This is 'mission control' for ongoing work on the FreeBSD networking code. It is by no means exhaustive or authoritative, however, its use as a tool for effective collaboration is encouraged.
If you want to work on a task please put your WikiName next to it. Participation in other forums such as the freebsd-net mailing list is strongly encouraged. There is plenty for volunteers of all aptitude levels to do; some of this work even has the potential to be funded open source work.
The tasks are arranged roughly in descending order of how quickly they can/should be finished.
Contents
Subpages
/10GbE /ReceiveSideScaling /WakeOnLan |
Low hanging userland fruit
These are tasks suitable for immediate hand-off to new userland volunteers.
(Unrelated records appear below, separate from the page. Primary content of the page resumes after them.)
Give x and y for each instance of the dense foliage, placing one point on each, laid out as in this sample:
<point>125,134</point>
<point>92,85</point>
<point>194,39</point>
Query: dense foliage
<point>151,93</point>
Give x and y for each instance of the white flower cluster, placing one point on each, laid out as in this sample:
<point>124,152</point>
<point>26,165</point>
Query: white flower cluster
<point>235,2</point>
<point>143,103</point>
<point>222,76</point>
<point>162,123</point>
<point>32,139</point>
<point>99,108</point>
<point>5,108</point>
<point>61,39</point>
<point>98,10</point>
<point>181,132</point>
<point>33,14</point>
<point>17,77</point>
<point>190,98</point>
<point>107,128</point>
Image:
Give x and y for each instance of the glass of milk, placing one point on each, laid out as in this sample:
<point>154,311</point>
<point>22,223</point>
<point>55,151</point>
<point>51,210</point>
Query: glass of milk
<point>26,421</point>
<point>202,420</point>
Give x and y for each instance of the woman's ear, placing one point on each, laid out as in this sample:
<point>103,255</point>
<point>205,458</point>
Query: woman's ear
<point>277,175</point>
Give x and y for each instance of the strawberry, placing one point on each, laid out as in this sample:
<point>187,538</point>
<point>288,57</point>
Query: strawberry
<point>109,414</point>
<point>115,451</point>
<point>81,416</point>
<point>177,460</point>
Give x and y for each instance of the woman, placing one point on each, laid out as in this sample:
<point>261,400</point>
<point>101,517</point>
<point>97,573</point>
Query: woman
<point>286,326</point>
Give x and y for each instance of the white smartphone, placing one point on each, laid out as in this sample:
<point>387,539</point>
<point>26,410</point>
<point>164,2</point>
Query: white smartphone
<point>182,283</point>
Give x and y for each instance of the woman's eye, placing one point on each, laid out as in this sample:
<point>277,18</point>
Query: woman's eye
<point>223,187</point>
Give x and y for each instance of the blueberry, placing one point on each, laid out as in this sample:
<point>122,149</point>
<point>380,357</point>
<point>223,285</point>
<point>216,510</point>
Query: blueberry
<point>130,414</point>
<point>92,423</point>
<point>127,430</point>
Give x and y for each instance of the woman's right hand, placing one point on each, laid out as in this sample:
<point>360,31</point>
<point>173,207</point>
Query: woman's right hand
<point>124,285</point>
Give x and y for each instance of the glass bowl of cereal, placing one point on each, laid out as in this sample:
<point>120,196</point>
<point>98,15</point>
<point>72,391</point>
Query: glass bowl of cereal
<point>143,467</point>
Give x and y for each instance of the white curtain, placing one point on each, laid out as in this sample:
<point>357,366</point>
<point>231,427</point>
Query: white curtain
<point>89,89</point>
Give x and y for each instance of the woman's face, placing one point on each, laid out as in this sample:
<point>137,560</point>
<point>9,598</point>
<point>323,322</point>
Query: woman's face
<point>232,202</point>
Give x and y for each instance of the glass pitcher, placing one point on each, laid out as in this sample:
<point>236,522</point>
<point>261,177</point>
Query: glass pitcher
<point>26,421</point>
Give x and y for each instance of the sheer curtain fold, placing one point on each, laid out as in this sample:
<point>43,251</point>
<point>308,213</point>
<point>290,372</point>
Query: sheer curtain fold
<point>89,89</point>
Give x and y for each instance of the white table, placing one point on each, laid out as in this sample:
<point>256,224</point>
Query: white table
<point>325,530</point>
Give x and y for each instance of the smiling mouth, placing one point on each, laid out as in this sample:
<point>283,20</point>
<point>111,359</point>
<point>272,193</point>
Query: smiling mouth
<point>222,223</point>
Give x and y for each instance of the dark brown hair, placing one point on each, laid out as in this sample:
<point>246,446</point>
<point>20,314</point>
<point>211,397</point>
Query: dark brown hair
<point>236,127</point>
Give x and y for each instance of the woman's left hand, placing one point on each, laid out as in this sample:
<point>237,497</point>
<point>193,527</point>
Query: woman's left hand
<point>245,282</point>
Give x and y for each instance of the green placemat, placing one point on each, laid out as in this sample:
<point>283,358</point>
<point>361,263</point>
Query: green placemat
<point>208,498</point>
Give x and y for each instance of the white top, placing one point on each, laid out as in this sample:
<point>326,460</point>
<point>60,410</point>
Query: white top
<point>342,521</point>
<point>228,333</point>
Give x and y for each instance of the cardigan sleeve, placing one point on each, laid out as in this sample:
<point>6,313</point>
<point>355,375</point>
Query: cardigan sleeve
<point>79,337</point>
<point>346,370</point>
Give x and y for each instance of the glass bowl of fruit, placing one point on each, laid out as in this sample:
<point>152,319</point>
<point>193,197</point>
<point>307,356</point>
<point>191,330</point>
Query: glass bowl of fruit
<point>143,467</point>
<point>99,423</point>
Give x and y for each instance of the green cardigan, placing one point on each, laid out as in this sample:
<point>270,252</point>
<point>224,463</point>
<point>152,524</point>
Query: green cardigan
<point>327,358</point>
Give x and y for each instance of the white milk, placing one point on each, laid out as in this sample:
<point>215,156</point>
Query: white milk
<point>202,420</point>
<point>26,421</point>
They are particularly suitable for newer developers who wish to gain experience.
- Rewrite parts of netstat to not require KVM.
- This is to support the ability to build a FreeBSD system which does not export kernel memory to userland via KVM.
- It should consistently use sysctl(2) for obtaining statistics from a running system.
- It should consistently use KVM *if and only if* it was built with KVM support *and* the -M option was specified on the command line.
- quota(8) is not IPv6 clean.
- who(1) truncates IPv6 addresses in its output.
- rpc.lockd may not be compatible with Linux NFS servers.
- Now that nmount() is in 6.2-STABLE, it should be possible to implement this as an optional feature without patching both world and kernel.
- Implement the equivalent of 'netstat -an' for Bluetooth RFCOMM.
- Write a command which shows current connections and listening channels, or better still integrate into netstat.
Subsystem maintainer should see reviews for this: MaksimYevmenkin
- Regression tests for routing sockets.
- As FreeBSD moves towards supporting a multi-path forwarding trie, this is going to be extremely important.
- It would be great if someone could volunteer to write a fairly aggressive set of regression tests for the PF_ROUTE protocol family.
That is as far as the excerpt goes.